10 Tips for Successfully Growing Hydroponically
1. Customize your growing environment to your plants’ needs. The correct lighting and room temperature are essential to the health of your plants. If you are growing a mix of vegetables, more than one grow room may be necessary – one for heat-loving plants and one room for plants that prefer cooler temperatures.
2. The temperature of your nutrient solution is crucial. Try to keep your nutrient solution at around 65°F for high levels of dissolved oxygen and optimum nutrient uptake.
3. Plants grown indoors under lights will take up water at a greater rate than they take up nutrient. Regularly top up your tanks with water or 50% strength nutrient solution. Keep your top up nutrient solution in a separate barrel rather than using water straight from the tap (this allows the chlorine in the water to evaporate before use).
4. Maintain the pH of your nutrient solution at around 5.8 – 6.2. Check regularly as it can rise as the plants feed. It’s perfectly fine to turn your pumps off for half an hour while you adjust your nutrient solution’s pH and strength.
5. Drain your nutrient solution and replace with a fresh batch every 7 to 10 days for optimum yields. Obviously bigger tanks can get away with less frequent changes.

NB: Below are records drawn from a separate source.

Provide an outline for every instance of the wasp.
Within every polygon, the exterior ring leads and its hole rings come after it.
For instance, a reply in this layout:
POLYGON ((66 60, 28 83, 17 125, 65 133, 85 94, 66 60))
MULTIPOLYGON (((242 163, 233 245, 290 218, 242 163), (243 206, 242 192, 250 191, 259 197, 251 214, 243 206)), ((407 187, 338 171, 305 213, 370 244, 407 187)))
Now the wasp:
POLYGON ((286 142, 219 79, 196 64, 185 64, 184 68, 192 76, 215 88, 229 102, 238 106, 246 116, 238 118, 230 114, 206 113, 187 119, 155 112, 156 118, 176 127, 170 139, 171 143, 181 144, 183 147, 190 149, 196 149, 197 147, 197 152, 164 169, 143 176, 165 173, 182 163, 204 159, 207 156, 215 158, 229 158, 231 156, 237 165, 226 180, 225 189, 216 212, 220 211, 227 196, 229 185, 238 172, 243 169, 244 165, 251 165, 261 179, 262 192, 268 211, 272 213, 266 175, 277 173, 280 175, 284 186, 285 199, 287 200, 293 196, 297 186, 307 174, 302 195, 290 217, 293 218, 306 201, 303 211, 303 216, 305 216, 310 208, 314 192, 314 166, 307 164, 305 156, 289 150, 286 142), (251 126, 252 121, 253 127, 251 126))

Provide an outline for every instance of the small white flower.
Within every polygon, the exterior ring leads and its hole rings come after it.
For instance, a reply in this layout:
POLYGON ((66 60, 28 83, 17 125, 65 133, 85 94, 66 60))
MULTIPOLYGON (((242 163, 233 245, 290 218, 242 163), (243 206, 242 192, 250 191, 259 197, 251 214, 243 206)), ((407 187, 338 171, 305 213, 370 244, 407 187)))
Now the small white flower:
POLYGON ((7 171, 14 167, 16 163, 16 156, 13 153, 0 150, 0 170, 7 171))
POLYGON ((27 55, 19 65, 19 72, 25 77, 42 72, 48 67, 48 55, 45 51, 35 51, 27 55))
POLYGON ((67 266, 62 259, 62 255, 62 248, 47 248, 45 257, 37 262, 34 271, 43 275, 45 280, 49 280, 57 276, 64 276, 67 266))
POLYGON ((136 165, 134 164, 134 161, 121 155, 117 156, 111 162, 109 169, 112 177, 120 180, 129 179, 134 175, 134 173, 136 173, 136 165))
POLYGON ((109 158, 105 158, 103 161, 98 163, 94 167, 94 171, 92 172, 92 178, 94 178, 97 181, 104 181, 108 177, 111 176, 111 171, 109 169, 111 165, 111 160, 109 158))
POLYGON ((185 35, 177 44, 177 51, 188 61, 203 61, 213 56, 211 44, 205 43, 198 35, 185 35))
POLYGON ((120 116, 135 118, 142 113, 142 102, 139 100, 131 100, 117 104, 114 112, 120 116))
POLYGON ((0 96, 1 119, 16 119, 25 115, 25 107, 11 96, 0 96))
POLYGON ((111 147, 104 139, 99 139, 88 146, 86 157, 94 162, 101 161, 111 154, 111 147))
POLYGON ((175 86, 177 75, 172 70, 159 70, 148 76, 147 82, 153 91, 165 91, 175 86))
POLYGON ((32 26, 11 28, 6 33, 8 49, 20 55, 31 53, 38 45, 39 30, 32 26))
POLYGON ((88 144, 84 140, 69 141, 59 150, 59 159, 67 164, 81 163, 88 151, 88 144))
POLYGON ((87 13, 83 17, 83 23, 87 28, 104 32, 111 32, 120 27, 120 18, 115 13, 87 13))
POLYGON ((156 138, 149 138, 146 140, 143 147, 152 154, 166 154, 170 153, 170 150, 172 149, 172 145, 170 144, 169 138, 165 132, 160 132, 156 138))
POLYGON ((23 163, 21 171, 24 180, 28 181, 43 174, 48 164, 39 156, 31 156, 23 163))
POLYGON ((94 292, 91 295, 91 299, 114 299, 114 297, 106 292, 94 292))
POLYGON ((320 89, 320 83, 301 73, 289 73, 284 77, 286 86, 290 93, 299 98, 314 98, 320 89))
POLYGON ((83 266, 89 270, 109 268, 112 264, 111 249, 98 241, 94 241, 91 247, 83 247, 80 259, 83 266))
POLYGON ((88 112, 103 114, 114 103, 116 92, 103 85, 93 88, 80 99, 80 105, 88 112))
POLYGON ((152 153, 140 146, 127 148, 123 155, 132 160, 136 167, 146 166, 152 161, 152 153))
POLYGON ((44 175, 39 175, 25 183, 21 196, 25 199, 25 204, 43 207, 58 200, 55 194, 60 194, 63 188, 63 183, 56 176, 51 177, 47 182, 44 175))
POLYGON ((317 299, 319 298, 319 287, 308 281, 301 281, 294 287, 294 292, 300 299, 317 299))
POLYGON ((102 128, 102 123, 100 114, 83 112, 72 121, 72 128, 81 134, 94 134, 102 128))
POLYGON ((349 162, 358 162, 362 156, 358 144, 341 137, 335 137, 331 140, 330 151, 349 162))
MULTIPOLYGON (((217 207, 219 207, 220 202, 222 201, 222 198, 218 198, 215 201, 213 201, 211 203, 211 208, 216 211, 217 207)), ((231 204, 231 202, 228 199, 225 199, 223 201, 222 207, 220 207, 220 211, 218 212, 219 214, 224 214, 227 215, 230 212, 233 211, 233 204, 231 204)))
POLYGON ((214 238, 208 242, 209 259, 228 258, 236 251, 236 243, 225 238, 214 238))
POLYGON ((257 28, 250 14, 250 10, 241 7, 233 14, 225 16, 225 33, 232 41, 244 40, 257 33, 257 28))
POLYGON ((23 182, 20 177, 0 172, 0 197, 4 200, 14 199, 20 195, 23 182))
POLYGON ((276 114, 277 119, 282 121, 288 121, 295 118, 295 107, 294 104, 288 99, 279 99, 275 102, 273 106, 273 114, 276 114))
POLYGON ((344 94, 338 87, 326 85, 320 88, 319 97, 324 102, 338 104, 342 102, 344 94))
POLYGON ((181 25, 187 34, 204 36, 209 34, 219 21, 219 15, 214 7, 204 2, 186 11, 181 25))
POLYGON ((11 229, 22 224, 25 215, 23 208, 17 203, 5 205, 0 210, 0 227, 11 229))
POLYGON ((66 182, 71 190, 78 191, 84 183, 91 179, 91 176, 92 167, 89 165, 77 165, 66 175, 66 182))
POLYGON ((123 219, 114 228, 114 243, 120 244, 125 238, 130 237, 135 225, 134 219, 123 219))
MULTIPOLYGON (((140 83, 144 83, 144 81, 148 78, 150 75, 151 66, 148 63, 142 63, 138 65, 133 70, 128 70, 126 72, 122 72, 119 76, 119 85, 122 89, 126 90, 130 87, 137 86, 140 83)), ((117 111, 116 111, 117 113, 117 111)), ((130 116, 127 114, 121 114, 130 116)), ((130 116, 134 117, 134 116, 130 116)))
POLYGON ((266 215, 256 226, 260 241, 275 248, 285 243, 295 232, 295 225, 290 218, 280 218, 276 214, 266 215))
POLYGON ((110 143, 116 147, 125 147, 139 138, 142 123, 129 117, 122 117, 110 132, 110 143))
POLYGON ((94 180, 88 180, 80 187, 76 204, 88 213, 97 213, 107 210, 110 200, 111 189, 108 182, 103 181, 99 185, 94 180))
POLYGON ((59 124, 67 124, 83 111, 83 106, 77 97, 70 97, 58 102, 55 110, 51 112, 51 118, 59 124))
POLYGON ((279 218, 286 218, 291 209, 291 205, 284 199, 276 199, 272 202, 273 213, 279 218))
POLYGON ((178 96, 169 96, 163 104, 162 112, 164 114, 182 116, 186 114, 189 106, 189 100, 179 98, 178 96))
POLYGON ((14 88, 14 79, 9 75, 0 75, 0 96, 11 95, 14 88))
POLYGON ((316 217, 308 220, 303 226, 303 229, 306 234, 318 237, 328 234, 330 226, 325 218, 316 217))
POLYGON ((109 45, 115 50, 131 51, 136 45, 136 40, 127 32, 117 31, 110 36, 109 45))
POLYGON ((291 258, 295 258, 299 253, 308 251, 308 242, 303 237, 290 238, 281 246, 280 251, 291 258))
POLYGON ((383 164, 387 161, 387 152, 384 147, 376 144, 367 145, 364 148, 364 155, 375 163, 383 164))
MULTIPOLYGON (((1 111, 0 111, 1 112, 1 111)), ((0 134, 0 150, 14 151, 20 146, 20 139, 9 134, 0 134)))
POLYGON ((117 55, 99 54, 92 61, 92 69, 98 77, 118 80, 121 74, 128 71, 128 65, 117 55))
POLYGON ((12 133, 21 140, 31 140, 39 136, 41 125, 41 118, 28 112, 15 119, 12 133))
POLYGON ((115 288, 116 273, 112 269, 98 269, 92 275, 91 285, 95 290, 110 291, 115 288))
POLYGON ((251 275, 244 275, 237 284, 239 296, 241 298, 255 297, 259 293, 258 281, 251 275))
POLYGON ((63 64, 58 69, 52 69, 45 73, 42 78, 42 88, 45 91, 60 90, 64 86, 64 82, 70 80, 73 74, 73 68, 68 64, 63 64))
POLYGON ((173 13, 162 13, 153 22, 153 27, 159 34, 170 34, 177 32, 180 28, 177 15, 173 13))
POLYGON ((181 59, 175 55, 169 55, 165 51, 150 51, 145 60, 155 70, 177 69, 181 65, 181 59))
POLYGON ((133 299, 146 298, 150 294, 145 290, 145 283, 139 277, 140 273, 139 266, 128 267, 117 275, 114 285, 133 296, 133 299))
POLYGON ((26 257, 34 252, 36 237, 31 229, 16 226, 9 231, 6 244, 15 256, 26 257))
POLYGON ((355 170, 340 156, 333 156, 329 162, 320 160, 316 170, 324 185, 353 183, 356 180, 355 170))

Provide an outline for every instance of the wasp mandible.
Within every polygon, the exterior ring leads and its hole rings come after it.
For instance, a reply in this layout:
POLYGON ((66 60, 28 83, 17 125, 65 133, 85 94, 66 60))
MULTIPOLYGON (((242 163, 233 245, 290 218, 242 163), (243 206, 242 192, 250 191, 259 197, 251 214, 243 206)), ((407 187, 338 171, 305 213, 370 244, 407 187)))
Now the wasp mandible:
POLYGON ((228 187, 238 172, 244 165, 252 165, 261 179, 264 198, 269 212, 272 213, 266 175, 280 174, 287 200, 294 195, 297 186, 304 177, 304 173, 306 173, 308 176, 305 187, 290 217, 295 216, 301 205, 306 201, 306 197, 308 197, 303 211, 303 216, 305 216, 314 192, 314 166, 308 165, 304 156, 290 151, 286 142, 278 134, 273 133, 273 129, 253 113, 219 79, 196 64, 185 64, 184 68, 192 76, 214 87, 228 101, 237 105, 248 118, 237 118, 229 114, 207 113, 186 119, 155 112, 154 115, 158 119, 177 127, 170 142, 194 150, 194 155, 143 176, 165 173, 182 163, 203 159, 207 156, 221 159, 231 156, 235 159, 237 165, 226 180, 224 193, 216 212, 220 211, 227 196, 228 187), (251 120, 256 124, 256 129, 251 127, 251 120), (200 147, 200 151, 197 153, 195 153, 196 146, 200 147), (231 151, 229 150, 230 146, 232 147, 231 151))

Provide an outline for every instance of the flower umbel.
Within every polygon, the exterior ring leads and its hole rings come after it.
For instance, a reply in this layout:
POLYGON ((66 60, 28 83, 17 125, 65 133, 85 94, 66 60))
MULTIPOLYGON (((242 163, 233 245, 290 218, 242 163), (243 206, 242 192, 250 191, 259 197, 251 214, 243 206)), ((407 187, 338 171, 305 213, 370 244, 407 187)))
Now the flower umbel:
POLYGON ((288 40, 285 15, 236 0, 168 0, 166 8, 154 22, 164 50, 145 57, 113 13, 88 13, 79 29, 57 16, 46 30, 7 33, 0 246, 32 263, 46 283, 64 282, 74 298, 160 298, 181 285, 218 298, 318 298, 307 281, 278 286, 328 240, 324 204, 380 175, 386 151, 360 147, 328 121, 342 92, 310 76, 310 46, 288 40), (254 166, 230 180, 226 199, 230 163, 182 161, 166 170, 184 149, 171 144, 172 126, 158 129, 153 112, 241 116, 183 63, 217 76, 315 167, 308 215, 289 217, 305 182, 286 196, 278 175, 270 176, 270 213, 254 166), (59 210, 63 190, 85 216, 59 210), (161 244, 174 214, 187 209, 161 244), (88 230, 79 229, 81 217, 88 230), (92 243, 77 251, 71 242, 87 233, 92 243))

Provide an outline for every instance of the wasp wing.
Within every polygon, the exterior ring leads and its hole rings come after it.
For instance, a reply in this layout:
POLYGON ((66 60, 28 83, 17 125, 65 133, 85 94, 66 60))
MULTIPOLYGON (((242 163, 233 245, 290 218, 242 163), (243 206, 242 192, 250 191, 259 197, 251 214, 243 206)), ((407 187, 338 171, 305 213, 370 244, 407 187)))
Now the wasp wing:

6. Thoroughly clean your tanks in between crops with a soap solution and rinse thoroughly.
7. An effort to limit the light allowed in to the container must be made. Wherever there is light and nutrients, algae will grow. Algae eat the nutrients you are feeding your plants, and when pieces of algae die they attract fungus gnats. Fungus gnats are a whole other problem!
8. Use a half strength nutrient solution to start your plants off, moving to two thirds to full dosage rate (as detailed on the bottle) after the first nutrient solution change (about 7 – 10 days after planting). This reduces the chances of “burning” or shocking your plants.
9. When plants start fruiting, all but the smallest of plants will need additional support.
10. Finally, don’t crowd your plants! They will grow incredibly fast – give them plenty of room to grow.